S corporations. If you meet certain requirements, you can elect to make your corporation an “S corporation.”5 This means your corporation does not pay tax. Only you, the shareholder, pay tax. (See more about this in Pass-Through Entity.)

 

Sole Proprietorships and Partnerships

 

If you don’t choose to be a corporation, you will have a sole proprietorship or a partnership.

 

Which one do you have? The answer depends on how many people share in the ownership of your business:

 

·

One owner. You have a Sole Proprietorship. The tax code refers to your sole proprietorship as a “disregarded entity,” which means that all of the business’s income and deductions end up on your individual tax return.

·

More than one owner. You have a Partnership. The partnership does not pay taxes as an entity, but the partnership files a Schedule K-1 to tell the IRS how the partners divide income and losses for that year. As one of the partners, you will use that information to file your individual return.

 

Husband-and-wife businesses. In most states, your spouse counts as a separate owner.

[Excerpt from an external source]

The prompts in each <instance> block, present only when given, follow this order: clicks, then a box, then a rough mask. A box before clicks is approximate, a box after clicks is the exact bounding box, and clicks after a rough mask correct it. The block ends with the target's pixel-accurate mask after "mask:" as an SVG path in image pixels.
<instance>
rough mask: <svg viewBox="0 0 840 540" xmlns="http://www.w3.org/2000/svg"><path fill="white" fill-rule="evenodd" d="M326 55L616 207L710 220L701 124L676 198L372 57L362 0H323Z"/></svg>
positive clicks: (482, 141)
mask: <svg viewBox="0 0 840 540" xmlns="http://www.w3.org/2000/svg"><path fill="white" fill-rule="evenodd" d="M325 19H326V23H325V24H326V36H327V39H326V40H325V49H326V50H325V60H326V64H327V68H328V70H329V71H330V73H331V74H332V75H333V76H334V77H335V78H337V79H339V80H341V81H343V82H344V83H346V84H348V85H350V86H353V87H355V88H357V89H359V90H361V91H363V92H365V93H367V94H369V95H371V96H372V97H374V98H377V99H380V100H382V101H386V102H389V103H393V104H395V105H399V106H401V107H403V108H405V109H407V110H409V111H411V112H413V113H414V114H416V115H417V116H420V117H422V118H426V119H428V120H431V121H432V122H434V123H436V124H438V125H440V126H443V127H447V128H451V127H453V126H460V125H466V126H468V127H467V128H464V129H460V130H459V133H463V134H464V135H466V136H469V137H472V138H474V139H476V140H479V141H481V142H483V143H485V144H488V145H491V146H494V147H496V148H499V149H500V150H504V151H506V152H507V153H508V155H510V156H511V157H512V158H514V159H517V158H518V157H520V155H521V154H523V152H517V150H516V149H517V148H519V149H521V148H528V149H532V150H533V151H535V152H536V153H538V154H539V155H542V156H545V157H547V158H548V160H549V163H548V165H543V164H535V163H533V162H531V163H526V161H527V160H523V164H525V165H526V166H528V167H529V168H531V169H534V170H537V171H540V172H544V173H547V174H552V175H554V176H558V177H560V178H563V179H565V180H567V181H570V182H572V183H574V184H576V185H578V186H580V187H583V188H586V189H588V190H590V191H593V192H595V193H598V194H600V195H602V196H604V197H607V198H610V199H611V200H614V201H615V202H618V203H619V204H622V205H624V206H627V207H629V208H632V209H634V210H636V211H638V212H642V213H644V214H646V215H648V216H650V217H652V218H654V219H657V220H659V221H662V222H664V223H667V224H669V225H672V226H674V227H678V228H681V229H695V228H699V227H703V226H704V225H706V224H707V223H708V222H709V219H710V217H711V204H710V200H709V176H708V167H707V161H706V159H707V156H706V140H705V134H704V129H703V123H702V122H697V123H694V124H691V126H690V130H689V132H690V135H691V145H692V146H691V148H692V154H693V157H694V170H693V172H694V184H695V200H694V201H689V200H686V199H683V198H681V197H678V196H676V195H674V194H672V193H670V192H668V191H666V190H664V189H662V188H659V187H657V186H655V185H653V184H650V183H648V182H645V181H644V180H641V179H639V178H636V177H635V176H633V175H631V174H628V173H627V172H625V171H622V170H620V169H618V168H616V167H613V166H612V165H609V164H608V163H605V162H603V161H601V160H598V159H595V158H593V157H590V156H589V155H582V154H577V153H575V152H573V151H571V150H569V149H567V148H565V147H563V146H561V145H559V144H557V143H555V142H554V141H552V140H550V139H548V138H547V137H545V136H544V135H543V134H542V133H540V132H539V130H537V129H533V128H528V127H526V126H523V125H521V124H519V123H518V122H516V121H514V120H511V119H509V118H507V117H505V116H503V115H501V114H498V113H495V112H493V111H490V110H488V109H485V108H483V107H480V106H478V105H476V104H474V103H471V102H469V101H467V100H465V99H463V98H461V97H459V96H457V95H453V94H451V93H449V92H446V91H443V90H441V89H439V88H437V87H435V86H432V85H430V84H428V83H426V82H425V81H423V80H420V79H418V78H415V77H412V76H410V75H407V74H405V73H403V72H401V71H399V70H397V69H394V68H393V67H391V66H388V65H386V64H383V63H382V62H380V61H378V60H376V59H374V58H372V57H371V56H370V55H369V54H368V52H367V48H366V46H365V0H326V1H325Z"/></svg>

So if you co-own a business with your spouse, the two of you have a partnership, not a sole proprietorship.6

 

You and your spouse can simplify your partnership reporting by opting to classify your business as a Qualified Joint Venture.7

 

Even better, if you happen to live in one of the community property states, then you and your spouse also have the option to classify your business as a sole proprietorship.8

 


 

1    At the Tax Reduction Letter, we have detailed articles and tools that can guide you further down this path.

2    Reg. Section 301.7701-2(a) and (b). The regulation refers to “sole proprietorships” as “disregarded entities.”

3    Reg. Section 301.7701-2(b)(1). You also have a “per se corporation” if the statute under which you organized your business refers to the entity as “incorporated,” “body corporate,” or “body politic.”

4    Reg. Section 301.7701-2(b)(2).

5    See IRC Section 1361.

6    IRS Pub. 541, Partnerships, posted March 9, 2011, p. 3.

7    IRC Section 761(f).

8    The community property states are Arizona, California, Idaho, Louisiana, Nevada, New Mexico, Texas, Washington, and Wisconsin. See IRS Pub. 555, Community Property.